I have a 'text' field lets call it
audience = [students, teachers, students_teachers, none]
when I send the query
q= audience:students
it returns only those with it set to students.
yet if I do
fq= audience:students
I get back results with both [students, students_teachers]
I have tried putting quotes, parens and all sorts around the filter query, but it seems like it is not honoring them as I would expect. I am actually using a negation side of fq here, to hide from the user some results.
I am using solr 1.4.1
Any thoughts? I am about to change the options to unique words with no reuse. Might be an issue with the _ 's in the names.

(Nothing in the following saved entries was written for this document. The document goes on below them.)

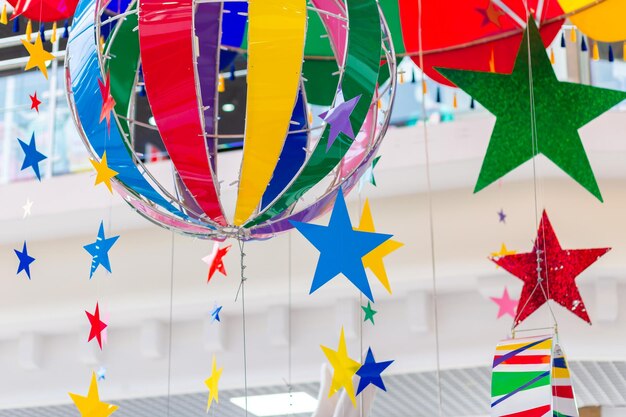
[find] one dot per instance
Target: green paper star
(560, 109)
(369, 312)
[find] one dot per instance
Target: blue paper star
(370, 372)
(25, 260)
(32, 157)
(341, 248)
(99, 250)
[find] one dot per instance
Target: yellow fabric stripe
(276, 33)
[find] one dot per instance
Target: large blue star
(370, 372)
(32, 157)
(341, 248)
(25, 260)
(99, 250)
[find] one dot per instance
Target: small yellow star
(374, 259)
(91, 406)
(344, 369)
(38, 56)
(211, 383)
(103, 172)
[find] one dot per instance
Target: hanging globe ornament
(293, 163)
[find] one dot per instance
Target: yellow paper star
(211, 384)
(104, 173)
(91, 406)
(38, 56)
(374, 259)
(344, 368)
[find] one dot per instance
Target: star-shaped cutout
(34, 102)
(212, 384)
(27, 208)
(32, 157)
(341, 248)
(560, 109)
(374, 259)
(25, 260)
(339, 120)
(108, 102)
(37, 56)
(369, 312)
(506, 305)
(97, 326)
(103, 172)
(215, 260)
(370, 372)
(91, 406)
(344, 368)
(99, 250)
(549, 272)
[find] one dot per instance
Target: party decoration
(37, 56)
(489, 41)
(34, 102)
(25, 260)
(602, 21)
(212, 384)
(517, 136)
(99, 250)
(530, 377)
(549, 272)
(344, 368)
(104, 174)
(506, 305)
(370, 372)
(284, 158)
(374, 259)
(32, 157)
(215, 260)
(341, 248)
(91, 406)
(97, 326)
(369, 312)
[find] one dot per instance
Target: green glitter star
(560, 109)
(369, 312)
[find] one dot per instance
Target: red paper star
(215, 260)
(558, 269)
(34, 102)
(97, 326)
(108, 103)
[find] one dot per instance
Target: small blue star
(25, 260)
(99, 250)
(370, 372)
(32, 157)
(341, 248)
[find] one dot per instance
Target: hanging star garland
(24, 260)
(104, 174)
(215, 260)
(370, 372)
(91, 406)
(97, 326)
(344, 368)
(341, 248)
(212, 384)
(549, 272)
(99, 250)
(37, 56)
(32, 157)
(374, 259)
(559, 109)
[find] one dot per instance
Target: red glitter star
(97, 326)
(108, 103)
(34, 102)
(558, 269)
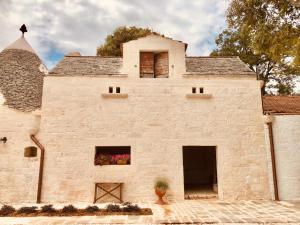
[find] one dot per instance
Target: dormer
(154, 56)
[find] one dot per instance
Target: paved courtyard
(188, 212)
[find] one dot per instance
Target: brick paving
(188, 212)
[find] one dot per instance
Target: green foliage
(6, 210)
(112, 45)
(265, 35)
(113, 208)
(48, 209)
(69, 209)
(92, 209)
(161, 184)
(129, 207)
(27, 210)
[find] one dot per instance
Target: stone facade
(286, 135)
(155, 117)
(21, 79)
(18, 175)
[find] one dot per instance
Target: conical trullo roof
(21, 76)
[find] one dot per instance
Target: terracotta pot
(160, 193)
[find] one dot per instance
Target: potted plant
(161, 186)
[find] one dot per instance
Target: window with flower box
(112, 155)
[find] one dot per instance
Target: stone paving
(188, 212)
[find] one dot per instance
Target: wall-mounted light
(3, 139)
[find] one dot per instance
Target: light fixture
(3, 139)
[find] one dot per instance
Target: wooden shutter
(147, 64)
(161, 64)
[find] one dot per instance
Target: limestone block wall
(18, 175)
(156, 120)
(286, 133)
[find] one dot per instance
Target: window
(111, 90)
(112, 155)
(154, 64)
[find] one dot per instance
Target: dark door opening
(200, 171)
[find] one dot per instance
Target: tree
(112, 45)
(265, 35)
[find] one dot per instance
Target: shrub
(113, 208)
(131, 208)
(27, 210)
(69, 209)
(91, 209)
(6, 210)
(48, 209)
(161, 184)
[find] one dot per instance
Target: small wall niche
(112, 155)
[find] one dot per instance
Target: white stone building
(195, 121)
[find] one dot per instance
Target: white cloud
(82, 25)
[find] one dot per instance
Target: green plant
(69, 209)
(129, 207)
(27, 210)
(6, 210)
(48, 209)
(161, 184)
(113, 208)
(91, 209)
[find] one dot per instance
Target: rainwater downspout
(273, 158)
(40, 181)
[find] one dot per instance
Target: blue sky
(56, 27)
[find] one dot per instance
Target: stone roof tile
(281, 104)
(230, 65)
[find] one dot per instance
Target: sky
(56, 27)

<fieldType name="text" class="solr.TextField" positionIncrementGap="100">
<analyzer type="index">
<tokenizer class="solr.WhitespaceTokenizerFactory"/>
<filter class="solr.StopFilterFactory" ignoreCase="true" words="stopwords.txt"/>
<filter class="solr.WordDelimiterFilterFactory" generateWordParts="1" generateNumberParts="1" catenateWords="1" catenateNumbers="1" catenateAll="0"/>
<filter class="solr.LowerCaseFilterFactory"/>
<filter class="solr.EnglishPorterFilterFactory" protected="protwords.txt"/>
<filter class="solr.RemoveDuplicatesTokenFilterFactory"/>
</analyzer>
<analyzer type="query">
<tokenizer class="solr.WhitespaceTokenizerFactory"/>
<filter class="solr.SynonymFilterFactory" synonyms="synonyms.txt" ignoreCase="true" expand="true"/>
<filter class="solr.StopFilterFactory" ignoreCase="true" words="stopwords.txt"/>
<filter class="solr.WordDelimiterFilterFactory" generateWordParts="1" generateNumberParts="1" catenateWords="0" catenateNumbers="0" catenateAll="0"/>
<filter class="solr.LowerCaseFilterFactory"/>
<filter class="solr.EnglishPorterFilterFactory" protected="protwords.txt"/>
<filter class="solr.RemoveDuplicatesTokenFilterFactory"/>
</analyzer>
</fieldType>
Upvotes: 1
Views: 789
Reputation: 99730
WordDelimiterFilterFactory in your field type is probably generating the terms "students" and "teachers" from the string "students_teachers".
So when you search for "students", it also matches the string that originally was "students_teachers".
As an aside: Solr is a very configurable tool and can be quite complex, I recommend not treating it as a black box or you'll very probably have more and more of these "WTF moments".
Upvotes: 2